Thryv (THRY) Q1 2026: Quality Customer Revenue Rises to 69% as Platform Shift Reshapes Growth
Thryv’s SaaS transition is entering a new phase, with quality customer revenue now 69% of the mix and the unified Thrive platform set to drive the next leg of growth. As legacy migrations fade, the business model is shifting to organic expansion and higher-value client acquisition, with AI capabilities and a streamlined go-to-market underpinning the outlook. Investors should focus on the trajectory of $400-plus monthly spenders and the operational pivot to a product-led, AI-augmented platform.
Summary
- Quality Customer Mix Expands: Higher-value clients now drive the majority of SaaS revenue, validating the upmarket focus.
- Unified Platform Launch: The new Thrive platform, powered by AI, consolidates offerings and reorients the business model.

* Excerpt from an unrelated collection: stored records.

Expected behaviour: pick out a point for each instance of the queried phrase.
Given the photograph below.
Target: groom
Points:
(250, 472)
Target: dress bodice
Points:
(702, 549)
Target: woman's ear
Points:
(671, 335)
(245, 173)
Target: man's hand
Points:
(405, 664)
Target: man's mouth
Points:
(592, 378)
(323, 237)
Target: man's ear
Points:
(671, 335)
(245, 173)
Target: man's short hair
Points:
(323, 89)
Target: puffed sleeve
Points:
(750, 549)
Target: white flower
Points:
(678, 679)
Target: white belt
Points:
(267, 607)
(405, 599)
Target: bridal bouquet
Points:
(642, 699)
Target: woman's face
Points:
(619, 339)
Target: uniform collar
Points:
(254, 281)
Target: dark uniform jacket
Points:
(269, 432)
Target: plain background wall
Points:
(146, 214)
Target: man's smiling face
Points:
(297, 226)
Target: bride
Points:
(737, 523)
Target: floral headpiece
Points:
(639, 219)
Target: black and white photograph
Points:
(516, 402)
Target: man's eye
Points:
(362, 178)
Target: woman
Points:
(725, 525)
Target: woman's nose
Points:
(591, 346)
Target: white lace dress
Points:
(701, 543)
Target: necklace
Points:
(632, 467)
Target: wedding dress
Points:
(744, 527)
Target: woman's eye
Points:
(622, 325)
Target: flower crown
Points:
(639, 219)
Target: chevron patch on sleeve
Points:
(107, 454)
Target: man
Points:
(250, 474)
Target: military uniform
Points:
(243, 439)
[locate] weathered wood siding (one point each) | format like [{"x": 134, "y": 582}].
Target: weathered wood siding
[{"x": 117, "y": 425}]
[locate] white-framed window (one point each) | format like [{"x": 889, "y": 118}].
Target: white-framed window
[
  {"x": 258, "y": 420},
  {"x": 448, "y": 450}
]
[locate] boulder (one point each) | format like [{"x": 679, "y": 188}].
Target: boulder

- Legacy Tailwind Fades: Migration-fueled growth is waning, shifting the spotlight to organic acquisition and retention execution.
Performance Analysis
Thryv’s SaaS (Software-as-a-Service, recurring software revenue model) business posted double-digit revenue growth, but the mix and trajectory of that growth are fundamentally changing. The company’s focus on “quality customers”—those spending $400 or more per month—has paid off, with this segment growing 18% year over year and now accounting for 69% of SaaS revenue in the most recent quarter, up from 60% the prior year. This shift reflects deliberate efforts to move upmarket and concentrate resources on established small businesses with higher retention and expansion potential.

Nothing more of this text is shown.